When I used to spreadbet as well as trading shares, I believed that stock and commodity markets were free. Over time, the companies and commodities I had extensively researched and bought into, I learnt, to my detriment (on some trades) that the share price didn’t behave like it operated in a free market. At times they would rapidly increase and decrease in price, good news would send the price down and some companies just gave false information (RNS). After researching into stock price movements, how markets are operated and regulated, HFT’s, dark pools and insider trading I realised I’d been lied too. The game is rigged and I did not wish to be part of that market so I withdrew my capital. I did not want to trade short term on fallacies because there is always someone on the other side of the trade, someone like me but unaware the game is manipulated on a monumental scale. Courtesy of Silver-coin Investor:
Much confusion persists regarding the method, or mechanics, of how the big banks are able to push the price of precious metals around at will for so long.
GATA and Ted Butler have long established and outlined the reasons why this occurs (legally). They have also established the foundation that forms the basis of how the manipulation unfolds. Despite very clear and concise commentary, the message sometimes becomes diluted in its distribution. This situation makes for easy picking from the hard-core opposition who mainly reside, ironically, as part of the professional mining and trading community.
The confusion comes from declarations that on price drops, the bullion banks are selling. This then triggers the frequent and violent down-drafts we have witnessed over the last 2 years and counting. However, the trading data indicates the contrary. Commitment of Traders (COT) data shows that the big banks always buy on these dips and they always sell on rallies. Always. (This is clear evidence of manipulation in and of itself.)
So how do they get the price moving in one direction or another, usually to the downside?
The mechanism is made clear by the forensic analysts at NANEX, which provides documented real time price action down to the microsecond.
Stacking the Bid with Fill and Kill
Via high frequency trading, the big banks are able to stack the bid with spoof orders because of their size and privilege. They are able to place the trades in large size because of their already super-concentrated short (and long in the case of gold) corners. This issue, along with no governor on position limits, also constitutes manipulation on its own.
This technique has been around the HFT world for years and is otherwise known as “fill and kill”‚ trades. The price for these contracts is impossible to fill, so the transaction never closes. However, the bid lasts long enough to trigger speculative funds (hedge funds) to respond (via their own algorithms) into automatic selling and down goes the price.
In the aftermath, the big banks are ready and willing to buy. And they clean up, as it is revealed when the COT data is released a week later. The reverse happens on the way up.
Who has the ability to out a trade on like that?
These sudden moves appear around market opens and coincide with the overlap between the London fixes and the COMEX open. These millisecond trades that have ‘broken’ the CME platform more than a few times over the last 6 months are fill and kill trades.
These are naturally active sessions of which, on at least four occasions over the last 6 months, the CME has needed to stop trading because of the sudden surge in liquidity.
The resulting price action forms the foundation of the technical analysis.
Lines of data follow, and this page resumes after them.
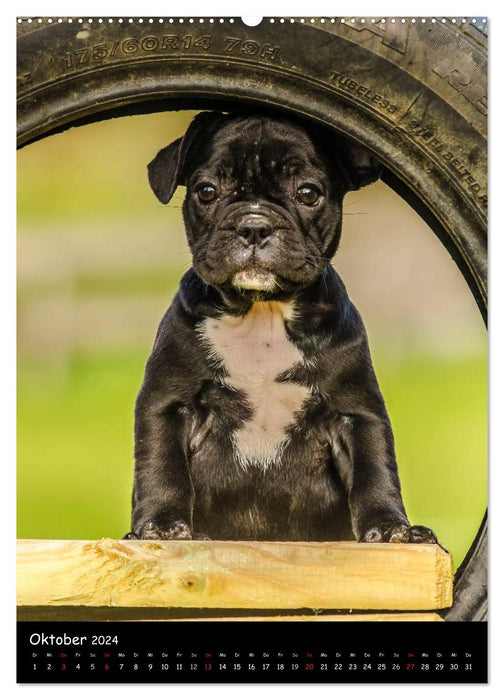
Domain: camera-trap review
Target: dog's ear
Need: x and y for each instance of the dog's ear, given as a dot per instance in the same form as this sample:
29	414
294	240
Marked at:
360	164
167	169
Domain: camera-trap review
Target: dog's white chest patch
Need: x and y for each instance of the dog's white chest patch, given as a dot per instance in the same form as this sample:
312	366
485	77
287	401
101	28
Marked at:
255	351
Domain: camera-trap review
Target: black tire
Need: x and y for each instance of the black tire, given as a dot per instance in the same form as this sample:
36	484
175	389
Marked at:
413	92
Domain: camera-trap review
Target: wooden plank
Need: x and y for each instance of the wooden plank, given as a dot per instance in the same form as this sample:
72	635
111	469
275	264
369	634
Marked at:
358	617
231	575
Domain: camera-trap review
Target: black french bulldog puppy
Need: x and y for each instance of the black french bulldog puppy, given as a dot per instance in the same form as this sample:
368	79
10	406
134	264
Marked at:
260	417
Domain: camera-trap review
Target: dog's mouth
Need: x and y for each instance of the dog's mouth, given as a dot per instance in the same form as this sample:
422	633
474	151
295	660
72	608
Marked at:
255	279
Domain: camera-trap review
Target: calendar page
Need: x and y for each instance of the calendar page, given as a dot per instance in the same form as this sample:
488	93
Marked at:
251	349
It also forms the popular commentary as to why the price moved this way or that, which of course really has not much to do with those exogenous events.
Opponents, mainly those in the professional trading community, will often misrepresent or attack the wrong argument. It is natural that most of us desire to imagine we are part of an ethical system and not operating in a rigged
That the miners remain largely mute on the issue may be simply due to their dependence on the very banks that control the price.
The Broader Effect
Are the big banks intervening in all markets?
Many will often point out in opposition to sweeping statements about manipulation by the FED or the government. They will dispute that surely they cannot be involved in corn, wheat, and other commodities.
Maybe so, probably not.
The very same analysis of trading structure analysis can be applied to other commodity markets.
The fact that other commodity markets are also down doesn’t necessarily mean that JPM is acting in all markets. But surely these ‘other’ commodities take their signal from the indications put out by PM performance. Like it or not, precious metals may be peripheral, but remain as peripheral assets. However, they are a permanent guide to inflation expectations.
What the FED Wants
The Gold Antitrust Action Committee (GATA) has quietly built a huge archive of evidence fully revealing the role of government in the covert manipulation of the gold market. But the Fed doesn’t have to be involved on a day to day basis. They are by proxy given their status as regulator. Additionally, to a large degree they are members of the Federal Reserve because of the banks which own these outsize positions.
The big banks (aka, the bullion banks) are simply allowed to do it. And they prosper as a result.
Nothing much has changed in the strategy by which concentrated power wields control over markets. The technology simply adds speed and blocks detection. The question, of course, is when will this end – if ever? The answer is impossible to say, though the inevitability that it will end at some point is guaranteed – just as the sun will come up tomorrow.
But the effect of the price distortions on the physical markets underlying (the interest rate of money, the wider financial system fragility and the economies they threaten) is the crimes of the century.